Nine is a limiting number.
Once upon a time, I lived in Philadelphia. I had two lives there. I started with the life I had in college. During the first two years I did more things in Philadelphia than most of my peers did, by which I mean that I walked around Center City a lot and every once in a while went to the Italian Market. During the third year I didn't live in Philadelphia because I was studying abroad, and during the fourth year I hung out at the White Dog pretty much every Friday night, figured out that I could run past Kelly Drive up to the Wissahickon, and went shopping at Reading Terminal. In that fourth year I started getting Philadelphia, in my small way.
The second life I had was the grad school life, which maybe sounds like it was another chapter in the same life but really it wasn't. In my second Philadelphia life I moved downtown, started making friends who weren't students, and bought bread every day at Metropolitan. I had less to do on a daily basis and more to do on a weekly and monthly basis than I had in life number one. I went to bars more and saw more bands. I watched more (than zero) TV, I discovered Northern Liberties, and I started eating meat. I spent more time trying to figure out what I wanted to do with my life.

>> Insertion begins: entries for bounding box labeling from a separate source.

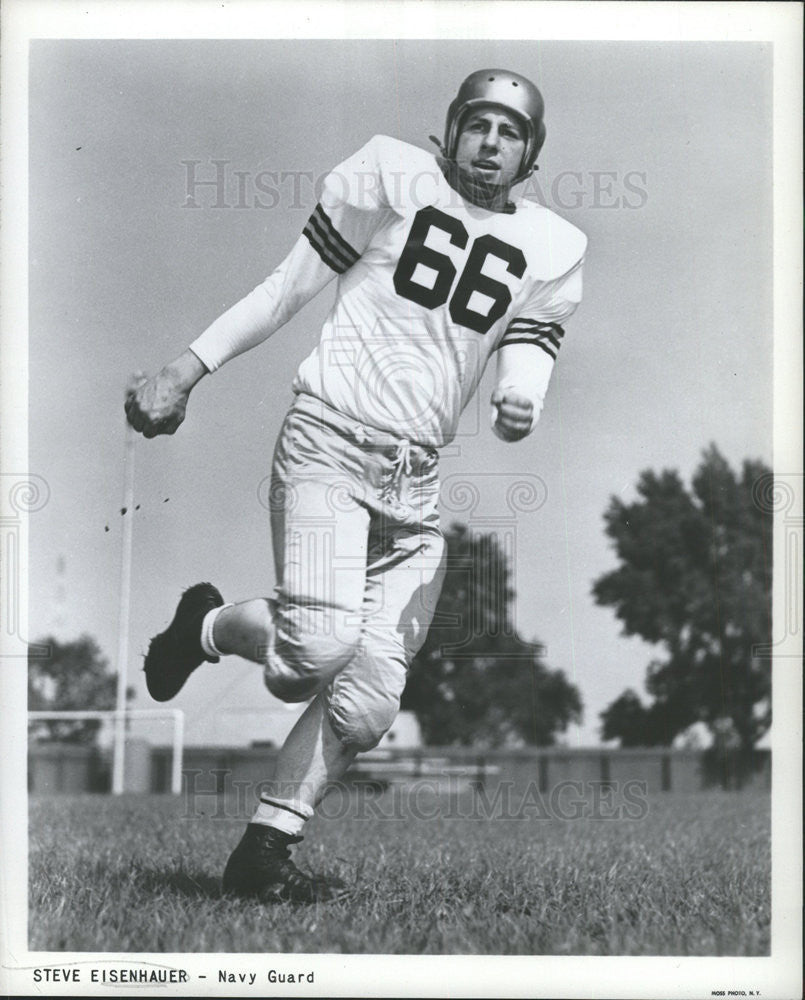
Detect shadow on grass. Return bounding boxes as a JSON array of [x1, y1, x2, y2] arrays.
[[131, 868, 224, 900]]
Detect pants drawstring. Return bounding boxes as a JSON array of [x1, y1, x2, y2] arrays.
[[391, 438, 411, 504]]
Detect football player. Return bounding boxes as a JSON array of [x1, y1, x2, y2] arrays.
[[126, 69, 586, 902]]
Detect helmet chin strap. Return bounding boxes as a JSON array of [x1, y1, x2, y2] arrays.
[[428, 135, 537, 215]]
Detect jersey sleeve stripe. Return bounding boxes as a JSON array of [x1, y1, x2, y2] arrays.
[[496, 316, 565, 359], [302, 222, 350, 274], [495, 337, 557, 361], [304, 205, 360, 274]]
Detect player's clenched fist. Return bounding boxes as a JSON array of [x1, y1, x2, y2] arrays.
[[492, 389, 534, 441], [125, 351, 207, 438]]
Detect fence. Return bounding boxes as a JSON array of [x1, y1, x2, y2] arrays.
[[28, 740, 771, 794]]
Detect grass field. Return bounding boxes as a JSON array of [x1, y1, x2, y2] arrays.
[[29, 792, 771, 955]]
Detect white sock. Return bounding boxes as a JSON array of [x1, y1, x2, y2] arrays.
[[251, 796, 313, 837], [201, 604, 232, 661]]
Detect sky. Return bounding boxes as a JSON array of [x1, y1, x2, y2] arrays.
[[29, 40, 773, 746]]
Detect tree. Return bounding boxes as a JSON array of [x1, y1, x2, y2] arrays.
[[402, 524, 582, 747], [593, 445, 772, 750], [28, 635, 134, 744]]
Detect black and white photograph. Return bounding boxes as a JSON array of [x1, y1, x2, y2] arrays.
[[0, 0, 803, 998]]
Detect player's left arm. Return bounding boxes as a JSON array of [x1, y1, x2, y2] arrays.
[[492, 260, 582, 441]]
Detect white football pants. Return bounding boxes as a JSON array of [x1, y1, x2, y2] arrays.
[[264, 393, 445, 750]]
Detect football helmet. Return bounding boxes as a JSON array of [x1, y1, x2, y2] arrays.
[[444, 69, 545, 184]]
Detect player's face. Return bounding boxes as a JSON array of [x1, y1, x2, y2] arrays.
[[456, 105, 526, 187]]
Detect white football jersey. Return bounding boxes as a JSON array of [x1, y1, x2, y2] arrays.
[[191, 136, 586, 447]]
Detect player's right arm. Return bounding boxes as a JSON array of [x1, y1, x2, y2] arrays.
[[126, 137, 386, 437]]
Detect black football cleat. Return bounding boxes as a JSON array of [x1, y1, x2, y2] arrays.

I didn't actually finish graduate school while I was living in Philadelphia. I finished it in the year following, after I had moved out to Seattle. And so that first year or two in Seattle kind of feel like their own kind of life -- still a grad student but less entrenched in weird procrastinatory grad student culture and more on my own to just get stuff done. Equal amounts of trying to figure out what I wanted to do with my life. But during that first year especially, I didn't think of Seattle as like a permanent thing. It was a for-now place until graduation took me wherever my life was going to take me.
And then in the end it took me exactly where I was, and I'm still in Seattle a couple of lives later. There was the post-grad-student life living in Capitol Hill, hanging out in a neighborhood -- and in fact an apartment building -- that contained a strange combination of work and life, since the people we lived among and spent weekends hanging out with were also the people we carpooled to work with. And there is the life after that, where we've moved to Phinney Ridge, going from very much the kind of place where people in their 20s live to an established neighborhood with people in their 30s, young couples and families who all shop at PCC.
It's kind of weird how it's easy to see all these distinct life phases after the fact, because when you're going through them it all feels like one smooth continuous progression. But maybe the choices we make are more discrete and defining than we realize at the time and it's only visible later, when one day you realize that you're in a different place than you were before.